Биографии полезны, с этим согласился бы Дьюи: самый популярный жанр правды в ее отличии от сознательного вымысла, биографии были инструментом успеха для тысяч авторов и инструментом роста для миллионов читателей. Если чтение романов Набокова или эссе Рорти, а сегодня и статей Троцкого, похоже на форму досуга вроде собирания орхидей, то чтение (авто)биографий Набокова, или Рорти, или Троцкого больше похоже на интерес юного Рорти к живому Троцкому. Но этот прямой, простой эффект назидания и воспитания зависит от того, сумел ли биограф показать связь между идеями героя и его действиями — связь, которую в разных философских традициях называют силой или свободой и которая на деле является случайным сочетанием обеих. Возможно, всякая биография и всякая осмысленная жизнь основаны на закономерной иллюзии “целостного видения”, которую разбирает на части Рорти; здесь он вновь близок к Набокову, который сосредоточенно, от “Дара” до “Бледного огня” и далее, занимался анализом биографического жанра. Но масштаб иллюзии, о которой идет речь, выходит даже за необъятные пределы платонизма. Подобный масштаб внеисторичен и пахнет метафизикой или психологией.

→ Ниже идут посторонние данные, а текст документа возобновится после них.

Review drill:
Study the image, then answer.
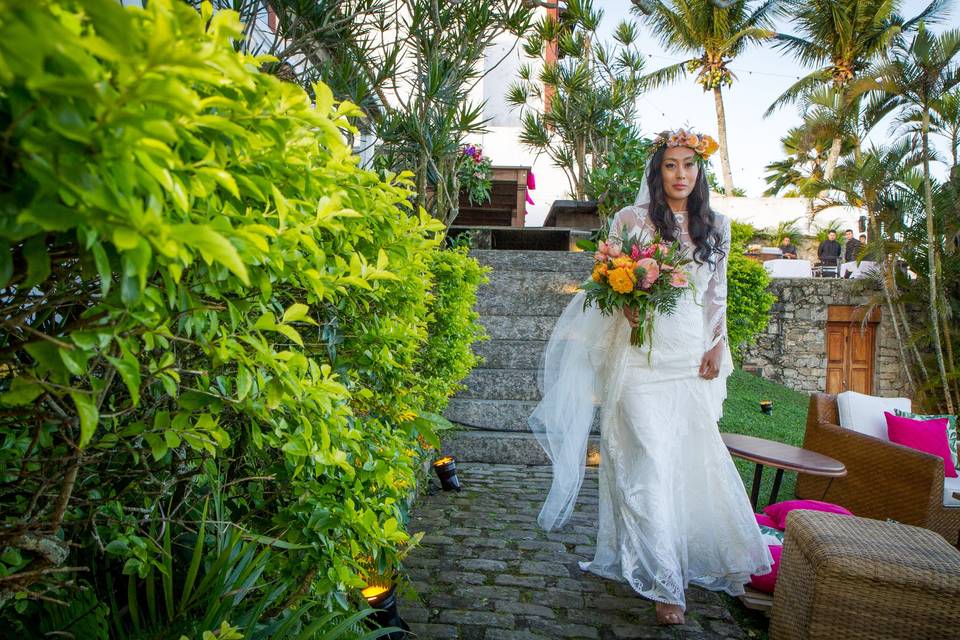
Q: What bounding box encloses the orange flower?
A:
[607,268,637,293]
[697,136,720,159]
[590,264,607,282]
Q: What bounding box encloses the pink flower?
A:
[637,258,660,289]
[670,271,689,289]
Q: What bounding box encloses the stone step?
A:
[444,398,600,433]
[470,249,593,273]
[442,430,600,465]
[455,369,540,400]
[475,271,584,316]
[473,340,547,369]
[474,291,573,317]
[480,315,558,340]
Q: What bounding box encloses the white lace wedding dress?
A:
[530,207,772,605]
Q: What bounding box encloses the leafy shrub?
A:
[727,250,776,357]
[0,0,475,631]
[417,247,488,413]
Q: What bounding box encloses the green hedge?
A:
[727,249,776,359]
[0,0,479,637]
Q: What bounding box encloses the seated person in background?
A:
[843,229,866,262]
[780,236,797,260]
[817,231,840,266]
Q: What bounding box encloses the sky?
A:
[594,0,960,196]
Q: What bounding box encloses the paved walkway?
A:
[400,464,746,640]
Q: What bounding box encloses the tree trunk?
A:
[920,105,953,414]
[868,218,917,396]
[713,87,733,196]
[823,136,843,182]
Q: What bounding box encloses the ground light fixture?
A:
[361,584,410,640]
[433,456,460,491]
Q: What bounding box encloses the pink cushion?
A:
[750,544,783,593]
[753,513,780,529]
[883,411,957,478]
[763,500,853,529]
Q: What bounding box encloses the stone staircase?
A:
[444,250,596,465]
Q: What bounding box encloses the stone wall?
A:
[743,278,908,396]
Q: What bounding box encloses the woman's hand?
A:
[700,340,723,380]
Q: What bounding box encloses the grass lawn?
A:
[720,369,809,511]
[720,369,809,640]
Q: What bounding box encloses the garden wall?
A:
[743,278,908,396]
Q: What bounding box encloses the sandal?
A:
[657,602,683,626]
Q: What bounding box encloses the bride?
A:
[530,130,772,624]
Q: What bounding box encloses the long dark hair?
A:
[647,146,724,266]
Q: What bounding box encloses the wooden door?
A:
[826,306,880,395]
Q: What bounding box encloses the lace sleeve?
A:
[703,216,730,351]
[607,206,652,245]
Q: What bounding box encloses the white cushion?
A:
[943,478,960,507]
[837,391,911,440]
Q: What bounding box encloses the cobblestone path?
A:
[400,463,746,640]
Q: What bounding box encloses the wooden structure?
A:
[452,167,530,227]
[826,305,880,395]
[543,200,602,230]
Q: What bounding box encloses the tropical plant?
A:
[727,254,776,358]
[853,22,960,413]
[457,144,493,204]
[813,218,843,243]
[897,89,960,167]
[763,218,804,247]
[200,0,533,226]
[764,126,829,218]
[808,141,930,398]
[585,123,651,218]
[0,0,476,633]
[376,0,533,226]
[507,0,643,200]
[767,0,949,181]
[416,246,489,414]
[730,220,757,253]
[634,0,776,196]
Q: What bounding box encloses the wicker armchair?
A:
[796,393,960,546]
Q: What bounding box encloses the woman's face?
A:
[660,147,700,200]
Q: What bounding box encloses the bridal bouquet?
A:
[581,232,691,347]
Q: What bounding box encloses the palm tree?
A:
[767,0,949,180]
[820,141,929,392]
[506,0,644,200]
[634,0,776,196]
[898,89,960,167]
[852,22,960,413]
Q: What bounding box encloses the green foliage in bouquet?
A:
[0,0,479,637]
[581,234,691,347]
[457,144,493,205]
[417,247,489,413]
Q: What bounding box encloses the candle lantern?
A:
[361,585,410,640]
[433,456,460,491]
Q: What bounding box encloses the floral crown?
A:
[653,129,720,160]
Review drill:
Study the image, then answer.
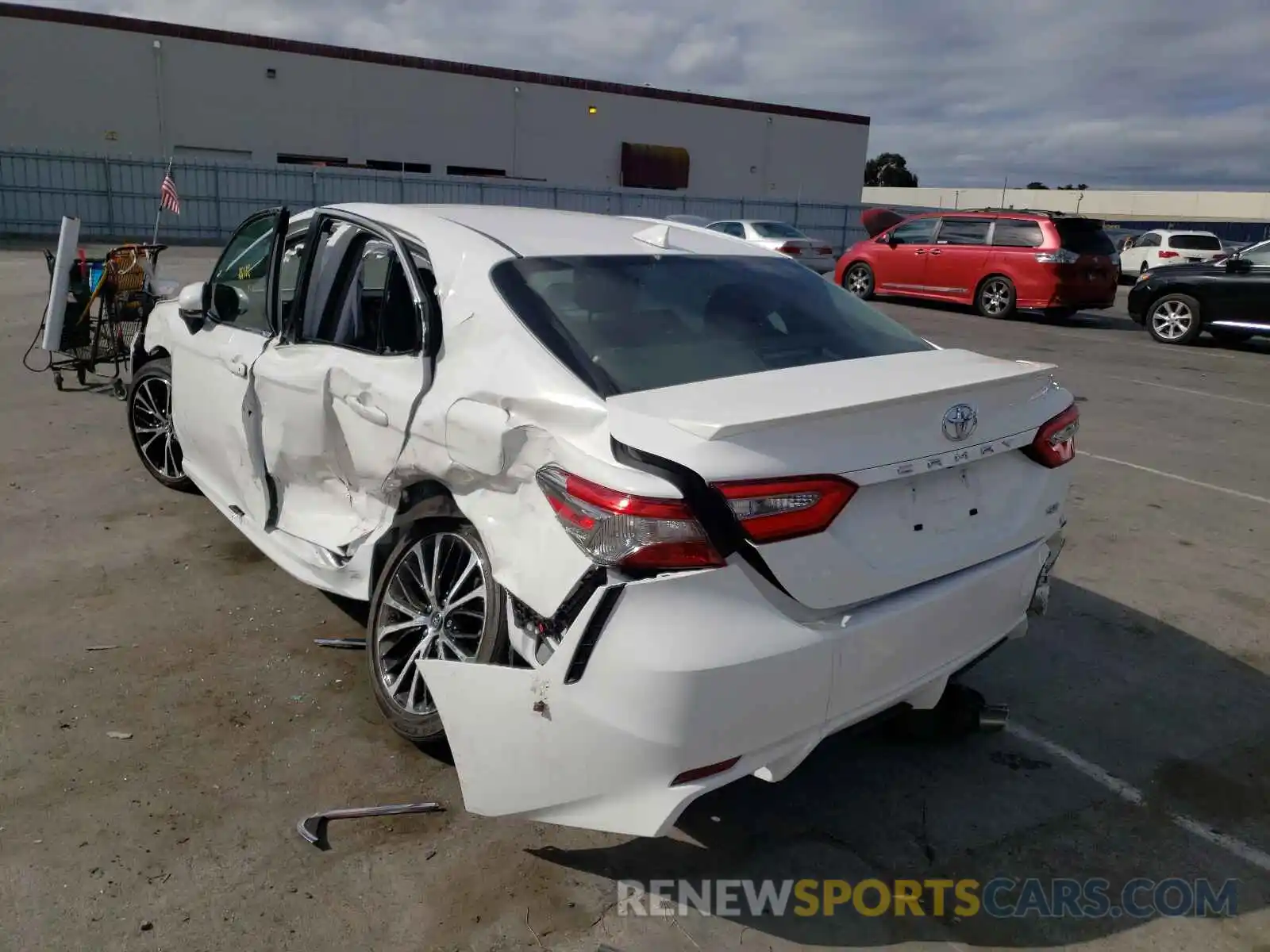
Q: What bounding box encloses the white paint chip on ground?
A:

Вслед за своими предшественниками Рорти пытается справиться с непобедимой проблемой субъекта. Попутно он пытается справиться с предшественниками, чтобы почувствовать себя субъектом, — и это ему вполне удается. Продуктивные преувеличения неизбежны на этом пути. Один из способов избавиться от иллюзий состоит в создании новой иллюзии. В конце концов, для прагматиста иллюзия такой же инструмент, как правда, — только менее полезный.